See, that’s all part of this Nazi-like book burning (which, by the way, the Taliban and ISIS have done); PURITY—the need, stemming from great fear—and subsequent rage—to have everything conform and be as the “leader” or God says it should be.
It’s one thing to attempt this futile exercise inside your own head, (creating your own isolated hell) but it’s another thing to direct it outward and murder huge numbers of people and destroy universal cultural and artistic symbols.

5)  Do we know what the people who created these ancient statues were thinking or feeling? No.
Did they really believe these statues and icons were actually God or Gods?
I doubt it.
I think they knew they were just symbols—stone, wood and bejeweled physical manifestations of their own awe and wonderment; their connection to the earth, the water, the sky, to animals, trees, plants and whatever great force created it.
If they placed sacrifices or gifts before these idols, it was for what (or who) the idols represented, not the idols themselves.

To me, and this is the great irony here, I think the only ones really believe these old statues are actually gods are the very people who are destroying them as “offensive” to God. This is really the most primitive kind of thinking—if it is thinking at all.
It’s ISIS and the Taliban (and some Christian Fundamentalists and ultra-orthodox Jews) who don’t understand that these things are symbols or concepts of “God”. A three thousand year old, immobile statue is no threat to anyone who has real faith in their version of God; it’s only a threat to someone who doubts their faith and can’t tolerate the doubt.

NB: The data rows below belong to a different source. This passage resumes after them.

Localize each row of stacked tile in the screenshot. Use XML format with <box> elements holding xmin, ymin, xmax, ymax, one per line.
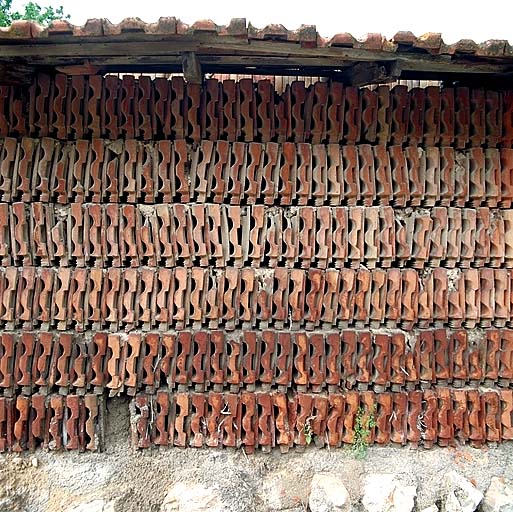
<box><xmin>0</xmin><ymin>75</ymin><xmax>513</xmax><ymax>451</ymax></box>
<box><xmin>0</xmin><ymin>74</ymin><xmax>513</xmax><ymax>148</ymax></box>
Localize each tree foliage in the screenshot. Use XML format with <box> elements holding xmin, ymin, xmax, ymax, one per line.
<box><xmin>0</xmin><ymin>0</ymin><xmax>70</xmax><ymax>27</ymax></box>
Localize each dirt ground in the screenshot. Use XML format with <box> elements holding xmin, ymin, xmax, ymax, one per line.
<box><xmin>0</xmin><ymin>400</ymin><xmax>513</xmax><ymax>512</ymax></box>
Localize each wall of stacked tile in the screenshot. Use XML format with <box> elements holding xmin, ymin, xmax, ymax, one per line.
<box><xmin>0</xmin><ymin>75</ymin><xmax>513</xmax><ymax>452</ymax></box>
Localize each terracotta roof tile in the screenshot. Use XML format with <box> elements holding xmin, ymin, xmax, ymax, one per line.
<box><xmin>0</xmin><ymin>17</ymin><xmax>512</xmax><ymax>57</ymax></box>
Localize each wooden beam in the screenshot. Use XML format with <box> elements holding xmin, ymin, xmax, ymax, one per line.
<box><xmin>0</xmin><ymin>34</ymin><xmax>513</xmax><ymax>85</ymax></box>
<box><xmin>0</xmin><ymin>36</ymin><xmax>513</xmax><ymax>74</ymax></box>
<box><xmin>338</xmin><ymin>62</ymin><xmax>401</xmax><ymax>86</ymax></box>
<box><xmin>182</xmin><ymin>52</ymin><xmax>203</xmax><ymax>84</ymax></box>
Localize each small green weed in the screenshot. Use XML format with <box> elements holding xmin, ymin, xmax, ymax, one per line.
<box><xmin>303</xmin><ymin>416</ymin><xmax>316</xmax><ymax>445</ymax></box>
<box><xmin>352</xmin><ymin>406</ymin><xmax>376</xmax><ymax>459</ymax></box>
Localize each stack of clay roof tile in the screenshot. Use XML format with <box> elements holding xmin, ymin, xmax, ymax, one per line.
<box><xmin>0</xmin><ymin>71</ymin><xmax>513</xmax><ymax>451</ymax></box>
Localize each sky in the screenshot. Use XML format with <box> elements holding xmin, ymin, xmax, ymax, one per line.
<box><xmin>9</xmin><ymin>0</ymin><xmax>513</xmax><ymax>44</ymax></box>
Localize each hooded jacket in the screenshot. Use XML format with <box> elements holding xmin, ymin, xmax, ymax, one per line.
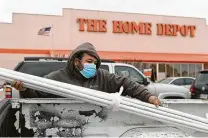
<box><xmin>20</xmin><ymin>43</ymin><xmax>152</xmax><ymax>102</ymax></box>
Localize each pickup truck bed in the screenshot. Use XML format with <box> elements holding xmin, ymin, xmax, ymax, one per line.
<box><xmin>0</xmin><ymin>99</ymin><xmax>208</xmax><ymax>138</ymax></box>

6)  These statues, frescoes and artifacts are the common expression (past and present) of all human beings’ collective unconscious sense of what is wonderful and awesome and incomprehensible about nature and eternity. Might as well prohibit and destroy all music and sculpture and painting and writing—that way there will be no deviation from “the truth”. The Nazis and the Soviets tried this.

There will always be Nazis of one kind or another. They can’t be reasoned with. If they could, they wouldn’t do what they are doing in the first place. They can’t be re-educated either. They are a threat to civilization (as imperfect and flawed as that is) and, sadly (because in fighting them you run the risk of becoming like them) they have to be eliminated like cancer cells in a human body.

If you have no history, you are in a rootless, chaotic place. If you don’t know where you’ve come from, how can you know where you are or figure out where you’re going?